Colonialism isn't dead.
Colonialism is alive and well every time you travel from the First World to the Third and come home bearing photographs of sharks and storms and slums, of scorpions fried for snacks, sunflowers bigger than your head, stalled buses whose aisles are slick with spit, and then you tell your friends and co-workers, "Oh man, it was so great, you gotta go."
We call it ecotourism and adventure travel. That sounds sensitive. We think Ugly Americans are the fat ones on cruises and on package tours -- anyone but us. We think we're different because we don't have a stars-and-stripes patch on our backpacks as -- buckle your seatbelt -- this summer's travel boom defies the presence of not one but several wars around the world right now which may or may not become a world war. This is the busiest summer on record for air travel, according to USA Today, with 207 million Americans expected to board U.S. planes for domestic and international flights, up from last summer's 205 million....

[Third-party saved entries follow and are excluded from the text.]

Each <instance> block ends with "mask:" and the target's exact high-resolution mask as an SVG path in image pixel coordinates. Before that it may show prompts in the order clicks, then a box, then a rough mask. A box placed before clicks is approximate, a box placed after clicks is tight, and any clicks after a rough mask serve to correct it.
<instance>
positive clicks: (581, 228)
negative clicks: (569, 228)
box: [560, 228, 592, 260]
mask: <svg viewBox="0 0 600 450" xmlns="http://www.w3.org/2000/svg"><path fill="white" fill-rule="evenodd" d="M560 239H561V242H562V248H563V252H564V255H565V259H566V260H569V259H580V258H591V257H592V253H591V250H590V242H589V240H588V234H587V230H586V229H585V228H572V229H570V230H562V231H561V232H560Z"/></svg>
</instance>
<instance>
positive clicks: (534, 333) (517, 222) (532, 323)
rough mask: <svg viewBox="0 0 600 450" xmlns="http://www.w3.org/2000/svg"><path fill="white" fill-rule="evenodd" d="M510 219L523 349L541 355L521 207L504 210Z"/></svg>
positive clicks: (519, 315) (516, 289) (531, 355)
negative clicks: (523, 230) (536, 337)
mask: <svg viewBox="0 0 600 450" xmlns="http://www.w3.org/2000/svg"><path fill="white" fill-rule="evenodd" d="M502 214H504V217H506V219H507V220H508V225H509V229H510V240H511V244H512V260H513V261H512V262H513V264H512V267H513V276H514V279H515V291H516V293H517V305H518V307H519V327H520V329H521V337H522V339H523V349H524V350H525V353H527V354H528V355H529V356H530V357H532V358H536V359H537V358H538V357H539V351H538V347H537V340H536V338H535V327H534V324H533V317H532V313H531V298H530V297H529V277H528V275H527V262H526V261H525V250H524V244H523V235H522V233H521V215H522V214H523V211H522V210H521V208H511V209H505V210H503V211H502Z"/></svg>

Takeoff. That plane transporting 207 million of us to giant-flowerland is causing global warming. That's what Ian Jack writes in the latest edition of the literary journal Granta, whose theme is "On the Road Again." Carbon emissions from aircraft into the higher atmosphere are thrice as potent as those rising from ground level, Jack writes. To slow the coming debacle, "because all we can do now is to modify the severity of the inevitable," he makes a radical proposal that we go virtually nowhere: "We would need to ration the carbon dioxide produced by traveling to an allowance of no more than half a ton a year for every human being alive today." That translates to 2,200 kilometers (1,320 miles) by car a year, with no air travel, or 1,000 kilometers (600 miles) by car a year with a round-trip international flight once every 15 years.
"Fortunately for the climate," Jack half-jokes, "a lot of the world's population is too poor to do much traveling at all."